Characteristic words from TT descriptions
===================================

This experiment focuses on the descriptions of the Twitter accounts of Polish Sejm MPs.
We ask ourselves are there any characteristic words used in the descriptions.

This is first toy example, because the number of descriptions is rather small (<400), so the results are statistically insignificant. Also only the biggest parties were used in the experiment (and only for some we obtained any results). But this is good first try for further more challenging tasks.

In the solution I used TF-IDF vectorization of each description, building simple classifier on top of that.
Description were preprocessed so only word-alike tokens were left, and transformed to their canonical forms (geting rid of inflection).

The classifier (even that it is very simple model) achieved good result on the test set (0.73 f1-score with 6 labels to classify). But the task was pretty much simple - in most cases the descriptions contain direct indication of the MPs affiliation - such words were identified as the top features used in classification. Still there are some other words which were selected as importat features... and those are interesting to check.

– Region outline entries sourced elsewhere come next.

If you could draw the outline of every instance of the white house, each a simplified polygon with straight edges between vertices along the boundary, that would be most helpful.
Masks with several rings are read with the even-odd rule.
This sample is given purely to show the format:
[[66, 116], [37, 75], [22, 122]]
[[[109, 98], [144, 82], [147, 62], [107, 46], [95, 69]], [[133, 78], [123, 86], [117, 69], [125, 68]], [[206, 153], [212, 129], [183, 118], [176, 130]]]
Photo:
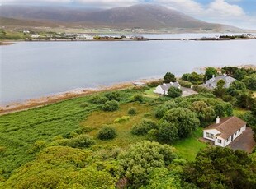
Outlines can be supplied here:
[[40, 35], [38, 34], [35, 34], [31, 35], [31, 38], [39, 38]]
[[224, 88], [229, 88], [230, 84], [235, 81], [235, 78], [229, 76], [226, 74], [220, 76], [214, 76], [213, 75], [212, 78], [206, 81], [205, 85], [208, 88], [214, 89], [217, 86], [217, 83], [220, 80], [223, 80], [225, 81]]
[[164, 83], [162, 85], [159, 85], [156, 87], [155, 90], [154, 90], [154, 93], [160, 94], [168, 94], [168, 90], [171, 87], [177, 87], [178, 89], [181, 88], [181, 85], [178, 82], [170, 82], [170, 83]]
[[216, 118], [216, 122], [203, 130], [203, 137], [214, 141], [214, 145], [225, 147], [246, 129], [246, 122], [237, 117]]

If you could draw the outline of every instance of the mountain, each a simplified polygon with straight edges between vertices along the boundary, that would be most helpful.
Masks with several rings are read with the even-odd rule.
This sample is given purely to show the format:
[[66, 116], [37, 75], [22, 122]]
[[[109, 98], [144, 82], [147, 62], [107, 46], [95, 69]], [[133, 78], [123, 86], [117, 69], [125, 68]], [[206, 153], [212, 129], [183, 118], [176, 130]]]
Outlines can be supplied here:
[[0, 7], [0, 16], [40, 21], [54, 21], [94, 28], [238, 30], [207, 23], [162, 6], [139, 4], [107, 10], [78, 7]]

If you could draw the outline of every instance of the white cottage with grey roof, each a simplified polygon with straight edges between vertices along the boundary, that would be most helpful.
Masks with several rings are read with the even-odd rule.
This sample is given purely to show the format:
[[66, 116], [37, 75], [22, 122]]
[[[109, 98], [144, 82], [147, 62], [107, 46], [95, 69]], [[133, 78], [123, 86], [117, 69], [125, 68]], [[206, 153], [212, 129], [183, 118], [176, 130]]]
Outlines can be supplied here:
[[235, 81], [235, 78], [229, 76], [226, 74], [220, 76], [214, 76], [213, 75], [212, 78], [206, 81], [205, 85], [208, 88], [214, 89], [217, 87], [217, 83], [220, 80], [223, 80], [225, 81], [224, 88], [229, 88], [230, 84]]
[[177, 87], [178, 89], [181, 88], [181, 85], [178, 82], [170, 82], [170, 83], [164, 83], [162, 85], [159, 85], [156, 87], [155, 90], [154, 90], [154, 93], [160, 94], [168, 94], [168, 90], [171, 87]]

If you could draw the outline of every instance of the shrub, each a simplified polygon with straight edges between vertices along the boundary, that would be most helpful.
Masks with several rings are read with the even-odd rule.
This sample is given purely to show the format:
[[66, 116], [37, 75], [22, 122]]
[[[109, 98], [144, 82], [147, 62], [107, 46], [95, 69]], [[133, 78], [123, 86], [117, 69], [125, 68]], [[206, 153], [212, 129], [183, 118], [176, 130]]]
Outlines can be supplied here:
[[120, 118], [115, 119], [114, 123], [122, 123], [128, 122], [130, 119], [130, 116], [122, 116]]
[[120, 97], [120, 93], [117, 91], [111, 92], [111, 93], [107, 93], [105, 94], [105, 96], [109, 99], [109, 100], [116, 100], [116, 101], [120, 101], [121, 97]]
[[119, 104], [118, 102], [116, 100], [107, 101], [102, 107], [102, 109], [107, 112], [113, 112], [117, 110], [118, 108]]
[[169, 165], [177, 154], [174, 149], [168, 145], [144, 141], [130, 145], [118, 158], [121, 173], [128, 178], [131, 188], [140, 188], [141, 185], [147, 184], [149, 174], [155, 168]]
[[132, 99], [133, 101], [137, 101], [137, 102], [140, 102], [140, 103], [142, 103], [143, 102], [143, 95], [140, 94], [135, 94], [133, 97], [132, 97]]
[[81, 108], [86, 108], [86, 107], [88, 107], [88, 105], [89, 105], [89, 104], [88, 104], [88, 103], [81, 103], [81, 104], [80, 104], [80, 107], [81, 107]]
[[92, 131], [92, 130], [93, 130], [93, 128], [92, 128], [92, 127], [84, 127], [76, 129], [75, 132], [78, 133], [78, 135], [81, 135], [81, 134], [85, 134], [85, 133], [88, 133], [90, 131]]
[[115, 138], [116, 136], [116, 129], [109, 126], [103, 127], [97, 134], [97, 137], [101, 140], [110, 140]]
[[156, 129], [158, 125], [150, 119], [143, 119], [140, 123], [134, 125], [131, 133], [134, 135], [146, 135], [151, 129]]
[[106, 96], [102, 96], [99, 94], [93, 95], [89, 99], [89, 101], [93, 104], [103, 104], [108, 100], [108, 99]]
[[199, 86], [199, 85], [194, 85], [193, 90], [197, 91], [197, 93], [212, 93], [213, 92], [212, 90], [207, 89], [206, 87], [204, 87], [204, 86]]
[[163, 81], [154, 81], [150, 82], [148, 86], [149, 87], [157, 87], [158, 85], [161, 85], [163, 83]]
[[168, 95], [171, 98], [176, 98], [176, 97], [179, 97], [183, 94], [183, 90], [181, 90], [180, 89], [174, 87], [174, 86], [171, 86], [168, 90]]
[[88, 148], [92, 145], [95, 145], [95, 141], [88, 135], [79, 135], [71, 139], [71, 147], [73, 148]]
[[158, 141], [161, 142], [172, 143], [178, 138], [178, 129], [175, 123], [164, 122], [160, 124], [158, 133]]
[[135, 107], [131, 107], [128, 109], [128, 114], [129, 115], [135, 115], [137, 114], [137, 108]]
[[191, 86], [192, 85], [191, 82], [183, 80], [178, 80], [178, 82], [179, 83], [179, 85], [181, 85], [181, 86], [186, 88], [191, 88]]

Data collection: around 2023-01-11


In [None]:
from aipolit.utils.text import read_tsv

In [None]:
# you need to create such file on your own
polit_data = read_tsv('../local_data/politycy-dane.tsv')

In [None]:
# For pretty printing of table data
import pandas as pd
from IPython.display import display, HTML

def show_pretty_table(raw_data, header):
    df = pd.DataFrame(raw_data, columns=header)
    display(HTML(df.to_html()))

In [None]:
# Source for parts of this code: 
# https://datascience.stackexchange.com/questions/103735/methods-for-finding-characteristic-words-for-a-group-of-documents-in-comparison

import numpy as np
from collections import defaultdict
from sklearn.feature_extraction.text import TfidfVectorizer
from sklearn.ensemble import RandomForestClassifier
from sklearn.pipeline import make_pipeline
from tqdm import tqdm

In [None]:
from sklearn.model_selection import train_test_split
from sklearn.metrics import f1_score, precision_recall_fscore_support

In [None]:
import random

In [None]:
# Used for lemmatization
import spacy
from spacy.lang.pl.examples import sentences

nlp_pl = spacy.load("pl_core_news_sm")

In [None]:
# Remove emojis preprocessing step
# Source: https://stackoverflow.com/questions/33404752/removing-emojis-from-a-string-in-python
import re

EMOJI_STRING = \
u"\U0001F600-\U0001F64F"  # emoticons
u"\U0001F300-\U0001F5FF"  # symbols & pictographs
u"\U0001F680-\U0001F6FF"  # transport & map symbols
u"\U0001F1E0-\U0001F1FF"  # flags (iOS)
u"\U00002500-\U00002BEF"  # chinese char
u"\U00002702-\U000027B0"
u"\U00002702-\U000027B0"
u"\U000024C2-\U0001F251"
u"\U0001f926-\U0001f937"
u"\U00010000-\U0010ffff"
u"\u2640-\u2642" 
u"\u2600-\u2B55"
u"\u200d"
u"\u23cf"
u"\u23e9"
u"\u231a"
u"\ufe0f"  # dingbats
u"\u3030"

        
def remove_emojis(data):
    emoj = re.compile("[" + EMOJI_STRING + "]+", re.UNICODE)
    return re.sub(emoj, '', data)

In [None]:
# Remove urls
# Source:
# https://stackoverflow.com/questions/11331982/how-to-remove-any-url-within-a-string-in-python

def remove_urls(text):
    text = re.sub(r'(https|http)?:\/\/(\w|\.|\/|\?|\=|\&|\%)*\b', '', text, flags=re.MULTILINE)
    return text

In [None]:
def remove_emails(text):
    text = re.sub(r'([A-Za-z0-9]+[.-_])*[A-Za-z0-9]+@[A-Za-z0-9-]+(\.[A-Z|a-z]{2,})+', "", text)
    return text

In [None]:
# Leave only word-alike tokens
# remove emojis
# run lemmatization

def preprocess_sentence(nlp, text):
    text = remove_emojis(text)
    text = remove_urls(text)
    text = remove_emails(text)
    text = re.sub("[^\w]+", " ", text)
    
    print(text)
    text = re.sub(r"^\s+", "", text)
    text = re.sub(r"\s+$", "", text)
    text = re.sub(r"\s+", " ", text)
    
    result = []
    doc = nlp_pl(text)
    for token in doc:
        #print(token.text, token.pos_, token.dep_, token.lemma_)
        result.append(token.lemma_)        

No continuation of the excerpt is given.